Former Police Chief Baldiviez has been charged with embezzlement by a public officer for transferring ownership of a 2001 Ford Crown Victoria to Officer Mario Mottu, Sr. Although the city manager had authorized Baldiviez to give the vehicle to the King City Police Explorers, Baldiviez handed the title over to Mottu instead.
In 2010, Police Chief Baldiviez was placed on administrative leave after officers claimed he had arrived intoxicated at multiple crime scenes. Listed as a defendant in a lawsuit against the King City Police Department, Baldiviez has also been accused of authorizing excessive force against the Madriz family during an April 2012 raid, based on their ethnicity. As the District Attorney’s Office began investigating his department, Baldiviez retired in September 2013 leaving Miller as acting chief.
Unrelated to the impound scheme, Sgt. Mark Baker has been charged with making criminal threats against a local resident named Leon Rosalio Infante.
Officer Jaime Andrade has been charged with possession of an assault weapon and illegal storage of a firearm. While in possession of a semiautomatic Colt AR-15, Andrade allegedly left the gun at his stepson’s residence where “a child was likely to gain access to it.”
All 6 police officers have made bail and been placed on paid administrative leave.
According to Chief Assistant District Attorney Terry Spitz, the D.A.’s office has already dismissed at least 3 criminal cases due to the lack of credibility of these accused cops.
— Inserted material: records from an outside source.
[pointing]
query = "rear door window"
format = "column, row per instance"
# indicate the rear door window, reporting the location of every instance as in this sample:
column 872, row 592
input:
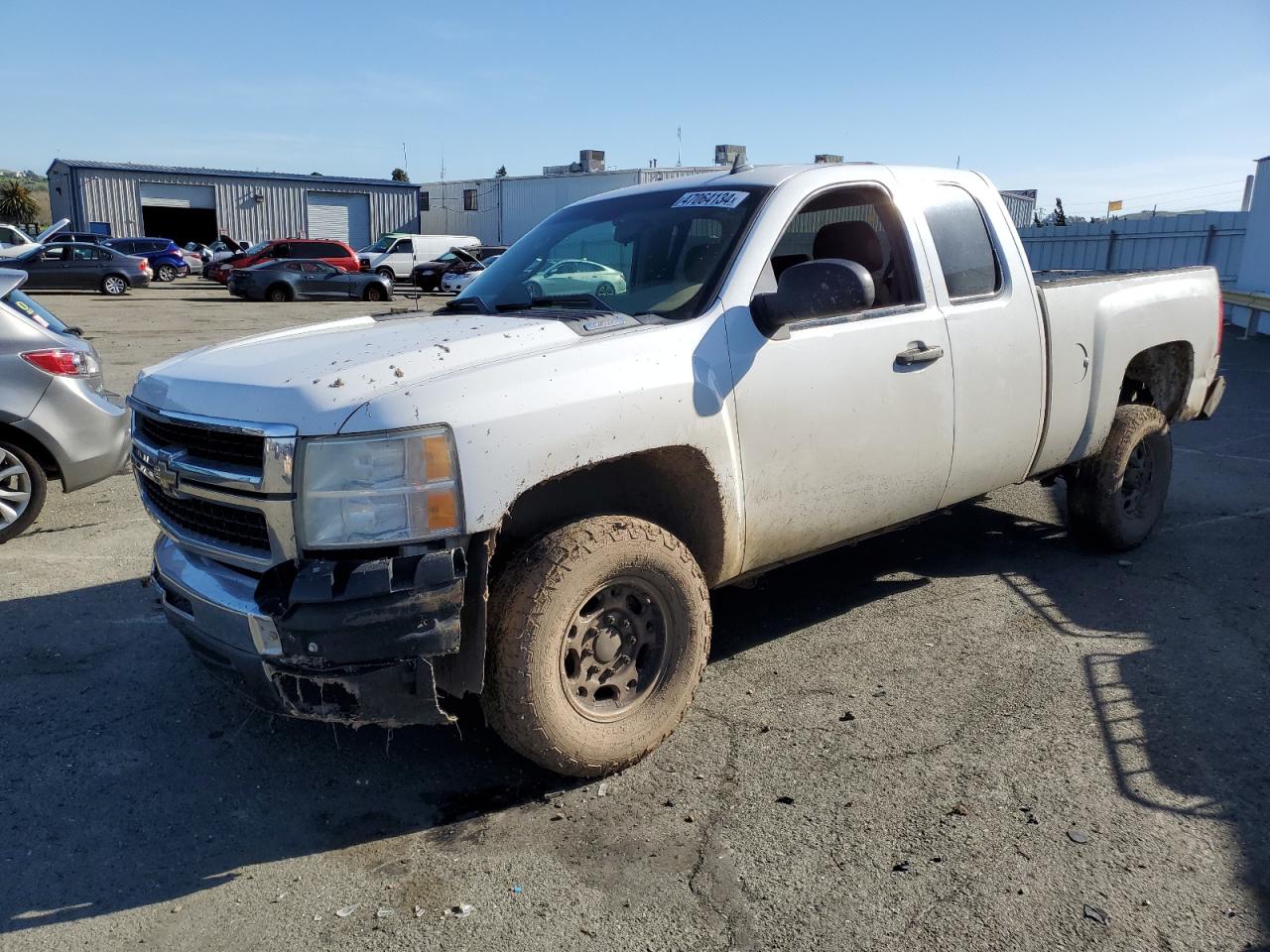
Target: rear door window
column 962, row 243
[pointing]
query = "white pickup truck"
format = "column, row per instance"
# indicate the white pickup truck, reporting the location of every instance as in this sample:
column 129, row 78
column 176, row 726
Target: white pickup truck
column 529, row 499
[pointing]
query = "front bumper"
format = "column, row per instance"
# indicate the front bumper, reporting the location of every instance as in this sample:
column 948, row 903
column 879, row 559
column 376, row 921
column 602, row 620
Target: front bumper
column 341, row 643
column 1213, row 399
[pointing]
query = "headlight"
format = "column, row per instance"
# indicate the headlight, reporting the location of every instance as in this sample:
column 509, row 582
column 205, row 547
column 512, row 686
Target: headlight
column 373, row 490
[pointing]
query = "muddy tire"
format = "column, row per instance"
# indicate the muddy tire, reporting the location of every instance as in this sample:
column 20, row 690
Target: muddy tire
column 598, row 636
column 1115, row 498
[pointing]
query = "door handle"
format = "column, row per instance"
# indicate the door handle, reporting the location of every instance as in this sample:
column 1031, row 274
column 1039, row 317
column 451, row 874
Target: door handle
column 919, row 354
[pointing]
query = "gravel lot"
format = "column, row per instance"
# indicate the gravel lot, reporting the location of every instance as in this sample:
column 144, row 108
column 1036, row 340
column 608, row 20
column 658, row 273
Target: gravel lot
column 965, row 735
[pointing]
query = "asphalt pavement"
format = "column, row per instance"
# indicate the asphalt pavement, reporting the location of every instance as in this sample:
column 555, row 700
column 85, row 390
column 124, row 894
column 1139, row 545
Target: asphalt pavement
column 970, row 734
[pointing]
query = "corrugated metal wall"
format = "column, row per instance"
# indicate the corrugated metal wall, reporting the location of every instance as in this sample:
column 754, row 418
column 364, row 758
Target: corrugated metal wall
column 1141, row 244
column 114, row 197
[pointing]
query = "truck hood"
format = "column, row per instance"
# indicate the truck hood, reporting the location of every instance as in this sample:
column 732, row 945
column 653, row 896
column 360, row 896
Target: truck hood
column 313, row 377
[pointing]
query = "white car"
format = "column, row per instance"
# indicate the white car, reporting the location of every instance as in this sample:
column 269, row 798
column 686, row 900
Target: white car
column 14, row 241
column 452, row 284
column 576, row 276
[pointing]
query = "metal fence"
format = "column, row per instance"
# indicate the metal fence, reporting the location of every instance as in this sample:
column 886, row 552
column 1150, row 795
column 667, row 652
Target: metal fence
column 1141, row 244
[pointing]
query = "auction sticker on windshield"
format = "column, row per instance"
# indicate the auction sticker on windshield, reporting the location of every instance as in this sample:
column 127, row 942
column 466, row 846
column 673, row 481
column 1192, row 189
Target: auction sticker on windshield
column 710, row 199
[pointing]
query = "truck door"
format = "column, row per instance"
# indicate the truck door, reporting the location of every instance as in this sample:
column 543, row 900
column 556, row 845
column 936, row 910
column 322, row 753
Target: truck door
column 983, row 286
column 846, row 424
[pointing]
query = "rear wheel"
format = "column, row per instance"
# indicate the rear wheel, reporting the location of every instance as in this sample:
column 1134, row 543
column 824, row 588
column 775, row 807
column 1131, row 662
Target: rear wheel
column 23, row 488
column 599, row 634
column 1115, row 498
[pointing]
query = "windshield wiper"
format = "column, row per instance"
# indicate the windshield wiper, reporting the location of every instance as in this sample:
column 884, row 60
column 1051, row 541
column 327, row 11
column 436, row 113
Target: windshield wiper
column 587, row 301
column 466, row 304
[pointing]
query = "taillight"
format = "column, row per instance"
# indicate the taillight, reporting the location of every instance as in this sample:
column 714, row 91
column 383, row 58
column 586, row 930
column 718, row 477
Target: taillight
column 64, row 363
column 1220, row 320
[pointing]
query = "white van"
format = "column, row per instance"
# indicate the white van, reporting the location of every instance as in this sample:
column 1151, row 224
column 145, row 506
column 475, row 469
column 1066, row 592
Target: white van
column 395, row 255
column 14, row 241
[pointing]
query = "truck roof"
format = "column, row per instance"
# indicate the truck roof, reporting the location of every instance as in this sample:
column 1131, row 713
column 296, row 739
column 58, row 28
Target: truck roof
column 772, row 176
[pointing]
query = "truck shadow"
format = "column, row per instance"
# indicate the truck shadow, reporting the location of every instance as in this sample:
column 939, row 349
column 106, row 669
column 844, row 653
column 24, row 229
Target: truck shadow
column 1182, row 697
column 132, row 778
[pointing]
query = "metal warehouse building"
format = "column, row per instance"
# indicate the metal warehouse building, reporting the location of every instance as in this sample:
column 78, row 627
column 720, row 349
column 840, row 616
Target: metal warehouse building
column 197, row 204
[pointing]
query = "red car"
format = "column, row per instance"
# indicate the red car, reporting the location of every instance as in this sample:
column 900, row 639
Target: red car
column 334, row 253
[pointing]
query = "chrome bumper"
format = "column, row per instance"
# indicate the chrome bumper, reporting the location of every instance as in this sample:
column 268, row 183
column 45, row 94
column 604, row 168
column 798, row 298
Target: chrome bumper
column 327, row 660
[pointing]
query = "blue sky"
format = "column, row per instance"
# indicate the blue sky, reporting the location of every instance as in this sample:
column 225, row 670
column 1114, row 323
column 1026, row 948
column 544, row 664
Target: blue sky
column 1084, row 100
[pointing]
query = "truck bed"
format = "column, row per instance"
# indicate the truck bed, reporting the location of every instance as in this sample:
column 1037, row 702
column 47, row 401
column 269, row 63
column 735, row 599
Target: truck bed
column 1095, row 325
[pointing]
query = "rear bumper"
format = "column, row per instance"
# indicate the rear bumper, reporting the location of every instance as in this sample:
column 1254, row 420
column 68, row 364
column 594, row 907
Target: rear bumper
column 373, row 657
column 1213, row 399
column 84, row 429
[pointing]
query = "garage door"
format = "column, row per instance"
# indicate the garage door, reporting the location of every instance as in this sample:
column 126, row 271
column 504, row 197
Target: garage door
column 339, row 216
column 167, row 194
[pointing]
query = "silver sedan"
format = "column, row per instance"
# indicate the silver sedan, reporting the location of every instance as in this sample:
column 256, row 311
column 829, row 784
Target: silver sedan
column 56, row 419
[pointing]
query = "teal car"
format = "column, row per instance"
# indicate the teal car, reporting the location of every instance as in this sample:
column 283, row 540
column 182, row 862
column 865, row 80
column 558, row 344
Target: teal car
column 576, row 276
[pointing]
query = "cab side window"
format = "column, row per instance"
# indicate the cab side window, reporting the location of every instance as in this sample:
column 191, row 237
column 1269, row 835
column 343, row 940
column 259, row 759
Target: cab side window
column 966, row 255
column 855, row 223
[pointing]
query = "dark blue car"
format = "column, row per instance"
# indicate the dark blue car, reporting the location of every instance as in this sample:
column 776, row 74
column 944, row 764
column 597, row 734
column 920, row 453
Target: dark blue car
column 164, row 257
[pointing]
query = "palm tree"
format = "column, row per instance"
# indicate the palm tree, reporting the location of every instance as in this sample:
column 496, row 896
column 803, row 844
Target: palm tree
column 17, row 203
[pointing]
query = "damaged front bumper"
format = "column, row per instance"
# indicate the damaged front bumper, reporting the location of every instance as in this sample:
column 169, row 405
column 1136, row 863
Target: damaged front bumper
column 347, row 643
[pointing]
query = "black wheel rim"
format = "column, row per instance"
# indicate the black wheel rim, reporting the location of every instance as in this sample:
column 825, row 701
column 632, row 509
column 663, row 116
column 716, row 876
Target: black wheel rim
column 615, row 651
column 1137, row 483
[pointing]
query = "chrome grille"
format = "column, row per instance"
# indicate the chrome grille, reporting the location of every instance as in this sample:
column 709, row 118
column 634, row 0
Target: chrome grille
column 212, row 521
column 218, row 488
column 202, row 442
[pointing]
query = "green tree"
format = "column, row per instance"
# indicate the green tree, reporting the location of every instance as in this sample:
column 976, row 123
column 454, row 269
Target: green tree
column 17, row 203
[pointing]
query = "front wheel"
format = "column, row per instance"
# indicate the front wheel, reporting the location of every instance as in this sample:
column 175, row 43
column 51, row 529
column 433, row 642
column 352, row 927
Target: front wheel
column 1115, row 498
column 23, row 488
column 598, row 638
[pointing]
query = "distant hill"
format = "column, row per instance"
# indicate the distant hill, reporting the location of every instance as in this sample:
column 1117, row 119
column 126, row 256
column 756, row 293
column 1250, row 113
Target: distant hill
column 39, row 185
Each case associated with them is now under review determining whether or not to proceed without the officers’ testimonies.
During the press conference, District Attorney Flippo claimed the FBI’s involvement in the arrests was unrelated to the investigation of bank robbery cash that went missing after recovered by the King City Police Department last year.
“I was aware of the investigations,” admitted acting Police Chief Miller, “but I didn’t know that I would become a suspect.”
King City resident Vivian Villa stated, “I’m not at all surprised by the arrests, I’m just surprised there weren’t more charges.”